Mostly when I run I am focussing either on my surroundings or what’s happening on the inside, examining my form, my breathing, where it hurts and so on. Today, I found myself drifting off several times, dissociating to a place nowhere near my surroundings. Thank you, Chet Baker. Each time I came around it seemed as though the effort I was putting out was lower than usual, but my (already very tight) left hamstring was especially tight, and so I kept the pace constant. Funnily enough I didn’t lose more than ten seconds or so to the traffic lights — very often it’s up to a minute and a half — on the six-mile route, and I wound up finishing a little ‘faster’ (less time overall) than usual. I’ve been getting all worked up over cars and traffic lights only to discover that there is a rhythm that allows me to disregard these things, and I realized this by being somewhat less than fully present!
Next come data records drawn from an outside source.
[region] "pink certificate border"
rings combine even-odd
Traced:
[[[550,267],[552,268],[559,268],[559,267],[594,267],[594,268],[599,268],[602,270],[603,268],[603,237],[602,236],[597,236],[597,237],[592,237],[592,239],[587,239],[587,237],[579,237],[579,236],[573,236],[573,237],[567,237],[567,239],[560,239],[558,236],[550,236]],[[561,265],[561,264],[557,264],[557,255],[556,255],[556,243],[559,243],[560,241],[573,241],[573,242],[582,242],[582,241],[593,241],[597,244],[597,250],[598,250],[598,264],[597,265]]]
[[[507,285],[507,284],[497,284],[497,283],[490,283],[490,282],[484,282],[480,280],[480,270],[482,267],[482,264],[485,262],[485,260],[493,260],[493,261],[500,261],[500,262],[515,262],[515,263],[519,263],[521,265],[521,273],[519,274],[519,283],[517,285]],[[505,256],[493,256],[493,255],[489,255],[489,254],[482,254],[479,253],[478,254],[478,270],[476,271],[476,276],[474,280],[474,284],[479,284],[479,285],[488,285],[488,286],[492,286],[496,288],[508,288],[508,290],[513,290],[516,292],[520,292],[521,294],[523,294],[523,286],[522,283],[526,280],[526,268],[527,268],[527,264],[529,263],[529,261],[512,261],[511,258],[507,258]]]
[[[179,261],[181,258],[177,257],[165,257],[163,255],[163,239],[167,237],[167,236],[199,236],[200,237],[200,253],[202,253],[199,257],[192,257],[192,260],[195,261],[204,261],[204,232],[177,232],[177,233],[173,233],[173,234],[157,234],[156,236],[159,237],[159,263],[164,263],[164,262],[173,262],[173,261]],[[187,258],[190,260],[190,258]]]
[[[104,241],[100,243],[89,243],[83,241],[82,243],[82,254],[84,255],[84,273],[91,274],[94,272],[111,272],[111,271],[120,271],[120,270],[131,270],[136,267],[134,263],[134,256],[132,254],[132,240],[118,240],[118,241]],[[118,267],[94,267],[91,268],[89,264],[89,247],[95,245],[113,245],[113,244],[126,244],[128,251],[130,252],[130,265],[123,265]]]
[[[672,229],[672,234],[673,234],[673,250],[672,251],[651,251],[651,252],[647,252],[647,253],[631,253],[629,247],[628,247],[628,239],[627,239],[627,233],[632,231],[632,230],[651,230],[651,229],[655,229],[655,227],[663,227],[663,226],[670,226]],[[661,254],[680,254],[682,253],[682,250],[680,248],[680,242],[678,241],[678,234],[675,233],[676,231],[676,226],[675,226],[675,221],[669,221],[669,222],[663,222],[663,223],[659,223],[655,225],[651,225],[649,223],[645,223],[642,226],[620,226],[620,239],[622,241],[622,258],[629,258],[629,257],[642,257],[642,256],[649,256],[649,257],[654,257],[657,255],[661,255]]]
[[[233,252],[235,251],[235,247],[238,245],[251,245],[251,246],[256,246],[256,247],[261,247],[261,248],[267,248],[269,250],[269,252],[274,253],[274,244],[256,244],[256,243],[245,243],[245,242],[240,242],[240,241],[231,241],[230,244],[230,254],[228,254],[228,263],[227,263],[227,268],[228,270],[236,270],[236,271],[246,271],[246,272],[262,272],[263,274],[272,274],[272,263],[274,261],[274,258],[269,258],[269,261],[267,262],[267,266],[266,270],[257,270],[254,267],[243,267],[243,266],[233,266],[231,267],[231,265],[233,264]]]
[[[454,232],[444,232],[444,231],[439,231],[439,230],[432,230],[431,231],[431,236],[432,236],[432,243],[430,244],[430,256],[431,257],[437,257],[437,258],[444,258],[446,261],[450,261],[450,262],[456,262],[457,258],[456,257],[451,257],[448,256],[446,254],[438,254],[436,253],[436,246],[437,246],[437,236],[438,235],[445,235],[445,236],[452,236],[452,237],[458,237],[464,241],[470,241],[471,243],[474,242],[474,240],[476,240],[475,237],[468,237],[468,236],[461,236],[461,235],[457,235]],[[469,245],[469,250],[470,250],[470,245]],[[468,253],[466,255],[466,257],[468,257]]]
Whether this happens every day, or only at a certain time of the morning on 2 January 2010 is another matter. Is there a constant ‘phase relation’, so to speak, for all the city’s traffic lights? It seems as though there must be, or else there could be some serious pile-ups. The question is, how far can somebody go (at a running speed) without having to stop, and how big a loop(s) does the runner end up with? I suspect the answer is that the biggest loops lie along the busiest roads, but it would be nice if there was an alternative answer or two. Now, this would be a huge project to realize for a group of coordinated pedestrians, but whoever designed the system would also be in a position to find these solutions single-handedly. This must have been studied already, somebody help me here.

If I were sold on running gadgetry I’d be pushing for the next generation mobile app (commence computer voice): your next 37th and Oak running train leaves at  8:33:13 am, and 8:37:14 am. But I’m not yet sold on the idea, and should it become necessary to have a #$%$ phone to tell me when to run, you will see me headed for the hills. By that point I won’t be looking both ways, but my form will be perfect, and I will be looking straight ahead.